8*8 Matrix Multiplication

|  | Scalar | Vector | Reduction <br> (in \%) |
| :---: | :---: | :---: | :---: |
| Instruction <br> Count | 256 | 48 | 81.25 |
| Cycles <br> Needed | 10752 | 6552 | 39.06 |

16*16 Matrix Multiplication

|  | Scalar | Vector | Reduction <br> (in \%) |
| :---: | :---: | :---: | :---: |
| Instruction <br> Count | 1024 | 96 | 90.62 |
| Cycles <br> Needed | 66560 | 26208 | 60.62 |

Table 5: Performance Comparisons

## 6 Acknowledgement

This work was supported in part by the U.S.
Department of Energy under grant ER63384.

## 7 Future Work

The design will soon include the following improvements:
Pipelining: More pipelining would be introduced among the various components of the vector processor. This would increase the execution rate.
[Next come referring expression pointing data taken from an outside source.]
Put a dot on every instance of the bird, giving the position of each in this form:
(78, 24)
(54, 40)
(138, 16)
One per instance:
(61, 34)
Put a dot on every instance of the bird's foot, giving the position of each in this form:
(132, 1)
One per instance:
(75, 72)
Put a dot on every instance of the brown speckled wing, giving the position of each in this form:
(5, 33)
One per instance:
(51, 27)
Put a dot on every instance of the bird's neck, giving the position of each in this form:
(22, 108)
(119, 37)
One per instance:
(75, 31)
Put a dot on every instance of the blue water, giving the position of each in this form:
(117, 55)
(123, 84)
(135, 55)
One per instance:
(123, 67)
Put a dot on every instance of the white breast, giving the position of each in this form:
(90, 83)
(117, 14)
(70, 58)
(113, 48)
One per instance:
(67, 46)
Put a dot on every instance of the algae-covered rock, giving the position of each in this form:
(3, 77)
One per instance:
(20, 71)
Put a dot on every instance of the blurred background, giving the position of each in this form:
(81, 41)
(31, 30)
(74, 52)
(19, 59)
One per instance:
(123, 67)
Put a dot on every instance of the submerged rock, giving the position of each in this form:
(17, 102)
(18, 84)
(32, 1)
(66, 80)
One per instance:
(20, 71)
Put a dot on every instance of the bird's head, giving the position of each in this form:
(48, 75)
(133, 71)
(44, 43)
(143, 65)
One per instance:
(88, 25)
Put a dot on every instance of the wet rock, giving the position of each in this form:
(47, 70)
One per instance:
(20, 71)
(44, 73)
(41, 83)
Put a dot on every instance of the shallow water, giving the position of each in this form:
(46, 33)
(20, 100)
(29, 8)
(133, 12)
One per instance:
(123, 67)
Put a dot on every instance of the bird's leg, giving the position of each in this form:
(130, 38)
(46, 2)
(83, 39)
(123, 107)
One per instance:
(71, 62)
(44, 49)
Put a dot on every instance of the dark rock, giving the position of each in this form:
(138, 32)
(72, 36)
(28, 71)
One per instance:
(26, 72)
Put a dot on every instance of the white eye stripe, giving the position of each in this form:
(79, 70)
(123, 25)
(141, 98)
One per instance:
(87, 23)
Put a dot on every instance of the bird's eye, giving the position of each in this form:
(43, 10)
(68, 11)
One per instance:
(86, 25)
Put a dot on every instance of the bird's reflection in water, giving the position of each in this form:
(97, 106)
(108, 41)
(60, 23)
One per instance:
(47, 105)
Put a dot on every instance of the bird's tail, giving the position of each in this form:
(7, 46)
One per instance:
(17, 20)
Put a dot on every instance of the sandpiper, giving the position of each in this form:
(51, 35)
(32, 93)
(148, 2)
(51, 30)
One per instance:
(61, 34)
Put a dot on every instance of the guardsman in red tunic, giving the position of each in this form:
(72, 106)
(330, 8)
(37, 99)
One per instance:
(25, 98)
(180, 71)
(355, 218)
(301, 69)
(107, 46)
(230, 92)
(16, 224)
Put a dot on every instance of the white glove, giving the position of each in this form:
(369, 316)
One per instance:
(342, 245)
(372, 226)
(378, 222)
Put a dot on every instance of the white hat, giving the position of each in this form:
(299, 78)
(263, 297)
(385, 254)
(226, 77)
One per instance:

Expansion:
-More data memory modules are to be added.

- Longer vector registers are to be implemented.

Controlled Execution: Execution of instructions controlled by the mask and the length registers is to be incorporated.
Comprehensive testing: A real-life application would be used to run on the vector machine.

## References:

[1] D. J. Tylavsky and A. Bose "Parallel Processing in Power System Computation", IEEE Transactions on Power Systems, Vol. 7, No. 2, May 1992.
[2] H. S. Huang and C. N. Lu "Efficient Storage Scheme and Algorithms for W-Matrix Vector Multiplication on Vector Computers", IEEE

Transactions on Power Systems, Vol. 9, No. 2, May 1994.
[3] G. P. Granelli, M. Montagna, and G. L. Pasini "A W-Matrix Based Fast Decoupled Load Flow for Contingency Studies on Vector Computers", IEEE Transactions on Power Systems, Vol. 8, No. 3, August 1993.
[4] M. K. Enns, W. F. Tinney, and F. L. Alvarado "Sparse Matrix Inverse Factors", IEEE Transactions on Power Systems, Vol. 5, No. 2, May 1990.
[5] F. L. Alvarado, D. C. Yu, and R. Betancourt "Partitioned Sparse $\mathrm{A}^{-1}$ Method", IEEE Transactions on Power Systems, Vol. 5, No. 2, May 1990.
[6] R. M. Russel "The CRAY-1 Processor System", Comm. of the ACM Vol. 21, No.1, January, 1978, 63-72.
[7] ElGindy. H and Yen-Liang Shue "On Sparse Matrix Vector Multiplication with FPGA Based System", $11^{\text {th }}$ Annual IEEE Symposium on Field Programmable Custom Computing Machines, April 2002.
[8] X. Wang and S.G. Ziavras "Parallel LU Factorization of Sparse Matrices on FPGABased Configurable Computing Engines", Concurrency and Computation, March 2004.
[9] J. L. Hennessy and D. A. Patterson "Computer Architecture: A Quantitative Approach", (Second Edition), Morgan Kauffman Publishers Inc., 1996.